From 15e6c1d212ebe9c4f1a935914ff9dccf2f93e5da Mon Sep 17 00:00:00 2001
From: ldolse <ldolse@yahoo.com>
Date: Tue, 23 Nov 2010 13:54:45 +0800
Subject: [PATCH] bockquotes and paragraph tags also have a conflict in mobi
 files - lxml allows <p> inside blocquote, but not the other way around

---
 src/calibre/ebooks/conversion/utils.py | 28 ++++++---
 src/calibre/ebooks/mobi/reader.py      |  3 +
 src/calibre/utils/wordcount.py         | 83 ++++++++++++++++++++++++++
 3 files changed, 105 insertions(+), 9 deletions(-)
 create mode 100644 src/calibre/utils/wordcount.py
diff --git a/src/calibre/ebooks/conversion/utils.py b/src/calibre/ebooks/conversion/utils.py
index 11979b933c..8baeefcd1a 100644
--- a/src/calibre/ebooks/conversion/utils.py
+++ b/src/calibre/ebooks/conversion/utils.py
@@ -8,6 +8,7 @@ __docformat__ = 'restructuredtext en'
 import re
 from calibre.ebooks.conversion.preprocess import DocAnalysis, Dehyphenator
 from calibre.utils.logging import default_log
+from calibre.utils.wordcount import get_wordcount_obj
 
 class PreProcessor(object):
 
@@ -107,7 +108,7 @@ class PreProcessor(object):
         # Arrange line feeds and </p> tags so the line_length and no_markup functions work correctly
         html = re.sub(r"\s*</p>", "</p>\n", html)
         html = re.sub(r"\s*<p(?P<style>[^>]*)>\s*", "\n<p"+"\g<style>"+">", html)
-
+        
         ###### Check Markup ######
         #
         # some lit files don't have any <p> tags or equivalent (generally just plain text between
@@ -168,9 +169,21 @@ class PreProcessor(object):
                #print "blanks between paragraphs is marked True"
             else:
                 blanks_between_paragraphs = False
+                
+        # Count the words in the document to estimate how many chapters to look for
+        word_count_text = re.sub(r'(?s)<head[^>]*>.*?</head>', '', html)

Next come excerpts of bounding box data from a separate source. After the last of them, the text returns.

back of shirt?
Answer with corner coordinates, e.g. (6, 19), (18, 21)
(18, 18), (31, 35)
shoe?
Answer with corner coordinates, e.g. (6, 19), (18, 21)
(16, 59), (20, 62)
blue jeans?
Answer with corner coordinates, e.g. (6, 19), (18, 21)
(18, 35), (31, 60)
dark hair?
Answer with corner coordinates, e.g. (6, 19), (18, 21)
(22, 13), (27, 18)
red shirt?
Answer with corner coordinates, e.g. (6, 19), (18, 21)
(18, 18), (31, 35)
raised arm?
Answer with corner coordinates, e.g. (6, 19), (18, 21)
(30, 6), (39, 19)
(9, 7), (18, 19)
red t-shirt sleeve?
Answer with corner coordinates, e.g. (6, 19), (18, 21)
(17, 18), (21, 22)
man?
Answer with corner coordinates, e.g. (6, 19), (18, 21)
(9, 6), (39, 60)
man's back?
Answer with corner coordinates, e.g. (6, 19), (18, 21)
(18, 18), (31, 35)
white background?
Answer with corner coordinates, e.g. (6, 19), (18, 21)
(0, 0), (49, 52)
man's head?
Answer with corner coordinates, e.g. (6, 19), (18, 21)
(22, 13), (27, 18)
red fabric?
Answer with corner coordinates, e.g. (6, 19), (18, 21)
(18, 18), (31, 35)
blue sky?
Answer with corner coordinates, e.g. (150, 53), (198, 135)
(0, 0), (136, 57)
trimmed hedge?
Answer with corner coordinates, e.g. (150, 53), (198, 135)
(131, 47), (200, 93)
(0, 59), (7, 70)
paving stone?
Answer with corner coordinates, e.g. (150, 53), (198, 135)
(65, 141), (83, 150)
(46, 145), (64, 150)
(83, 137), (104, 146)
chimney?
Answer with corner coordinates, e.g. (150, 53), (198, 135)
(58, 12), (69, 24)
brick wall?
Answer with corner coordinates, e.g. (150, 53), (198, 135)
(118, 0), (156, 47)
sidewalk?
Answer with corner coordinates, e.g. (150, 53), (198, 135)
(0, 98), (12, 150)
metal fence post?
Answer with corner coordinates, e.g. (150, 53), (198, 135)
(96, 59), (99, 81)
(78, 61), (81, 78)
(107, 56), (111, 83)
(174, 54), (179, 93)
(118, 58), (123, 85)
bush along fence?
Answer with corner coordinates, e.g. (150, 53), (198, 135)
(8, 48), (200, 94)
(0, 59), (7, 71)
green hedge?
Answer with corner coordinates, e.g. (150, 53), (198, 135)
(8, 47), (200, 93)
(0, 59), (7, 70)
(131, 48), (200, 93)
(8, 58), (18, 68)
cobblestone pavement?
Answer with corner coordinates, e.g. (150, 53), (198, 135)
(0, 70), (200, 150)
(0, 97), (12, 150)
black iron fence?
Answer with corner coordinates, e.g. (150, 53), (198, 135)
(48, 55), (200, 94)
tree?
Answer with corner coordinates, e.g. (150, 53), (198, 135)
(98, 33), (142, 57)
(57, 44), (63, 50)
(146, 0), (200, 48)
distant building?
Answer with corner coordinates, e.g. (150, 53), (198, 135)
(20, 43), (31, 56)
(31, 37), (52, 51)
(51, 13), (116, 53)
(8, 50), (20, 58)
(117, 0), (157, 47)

+        word_count_text = re.sub(r'<[^>]*>', '', word_count_text)
+        wordcount = get_wordcount_obj(word_count_text)
+        
+        
         #self.dump(html, 'before_chapter_markup')
         # detect chapters/sections to match xpath or splitting logic
         #
+        min_chapters = 10
+        heading = re.compile('<h[1-3][^>]*>', re.IGNORECASE)
+        self.html_preprocess_sections = len(heading.findall(html))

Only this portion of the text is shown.